That is one reason the White House added a bee hive to the organic garden. Burham is a mentor to the White House beekeeper.

But there is also a certain cool factor to being the benevolent master of several thousand insects that scare most people.

"My friends who came over used to want to see them. But then one of them got stung. So not so much anymore," said Alison Fritz, a 15-year-old Sidwell Friends student who might be the city's youngest certified beekeeper.

It is also a way to do something old-fashioned, handcrafted and rural right here in the city, said Joseph Konrad, 43, who keeps a couple hives on the grounds of the Franciscan Monastery in Northeast Washington.

On a recent Saturday, he fired up a smoker containing an aromatic combination of pine needles and blasted a gentle puff of smoke into his hive to lull his bees into a torpor.

Along with regular honey, Konrad produces bottles of mead using fermented honey.

Nathan Zeender, 32, a database administrator who home-brews beer in his spare time, plans to add the honey from his two hives to his brew.

That brings us to the gourmands.

Like most things cosmopolitan, city honey can be more flavorful and more exciting than country honey.

Urban bees have to work harder to gather their pollen as they buzz from the patio herb garden to the tulip poplar by the playground and then to the linden tree that arches over the corner store.
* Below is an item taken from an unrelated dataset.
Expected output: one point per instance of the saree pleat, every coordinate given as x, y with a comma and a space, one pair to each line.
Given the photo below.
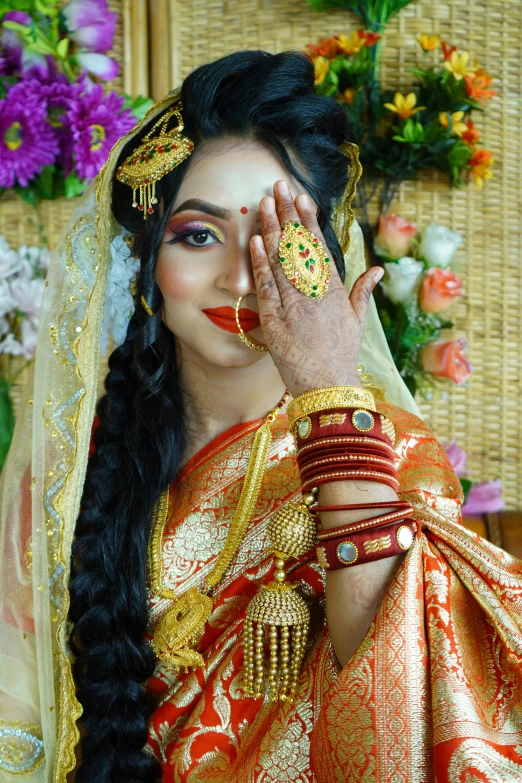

The combination of flavors is exciting for Ian Bens and Aron Weber, chefs at the Fairmont who campaigned to get hives on the hotel's rooftop.

After the lunch rush -- about the time cooks used to head into the alley for a cigarette break -- the two go to the 10th floor of the hotel with their smoker, don their modern beekeeper get-ups (theirs look like fencing gear) and tend the hives.

"We've had a taste; it's wonderful. So floral," Weber said. "What do you think of a beetini?"